None, but came up during the review of #13701.

@miri64 miri64 added Type: enhancement The issue suggests enhanceable parts / The PR enhances parts of the codebase / documentation Platform: native Platform: This PR/issue effects the native platform Area: network Area: Networking Area: pkg Area: External package ports labels May 26, 2020
@miri64 miri64 added this to the Release 2020.07 milestone May 26, 2020
@miri64 miri64 requested a review from MichelRottleuthner May 26, 2020 19:07
@benpicco benpicco added the CI: ready for build If set, CI server will compile all applications for all available boards for the labeled PR label May 26, 2020
Copy link
Contributor

@MichelRottleuthner MichelRottleuthner left a comment

Choose a reason for hiding this comment

The reason will be displayed to describe this comment to others. Learn more.

I confirm that this PR solves the compile error on master when building tests/lwip with the LWIP_IPV4=1 option set.
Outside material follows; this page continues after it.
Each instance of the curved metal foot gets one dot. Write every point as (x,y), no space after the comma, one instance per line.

But I couldn't test with proper traffic because the RIOT instance node won't get an address and always stays at 0.0.0.0. Even with a proper DHCP server setup this wont work. Looking at the code tells me that the dhcp client of lwip is only started via a NETDEV_EVENT_LINK_UP event. But netdev_tap never actually triggers that. @miri64 where would be the most appropriate place to issue that event?

@miri64
Copy link
Member Author

miri64 commented May 27, 2020

As I wrote in the testing procedures, I wasn't able to figure this out myself yesterday :-/. Maybe @gschorcht has some hints?

@MichelRottleuthner
Copy link
Contributor

"injecting" a NETDEV_EVENT_LINK_UP gets it going for me just fine. I'm just not sure where would be the right place to do that properly.

@miri64
Copy link
Member Author

miri64 commented May 27, 2020

Maybe just ifconfig <if_id> up?

@MichelRottleuthner
Copy link
Contributor

Maybe just ifconfig <if_id> up?

Hmm that would be more like telling the network device to go up. But then the indication from the tap device to the lwip netdev instance (i.e. NETDEV_EVENT_LINK_UP) would still be missing, or am I misunderstanding something here?
Actually I would have expected that either

  1. the tap device guarantees the event is fired automatically somewhere close to its init because other modules need that indication for proper operation (e.g. lwip_dhcp_auto)
  2. or that modules like lwip_dhcp_auto don't strictly require the event to eventually start operation (e.g. actively check if the device is already up).

@miri64
Copy link
Member Author

miri64 commented Jun 8, 2020

Hmm that would be more like telling the network device to go up. But then the indication from the tap device to the lwip netdev instance (i.e. NETDEV_EVENT_LINK_UP) would still be missing, or am I misunderstanding something here?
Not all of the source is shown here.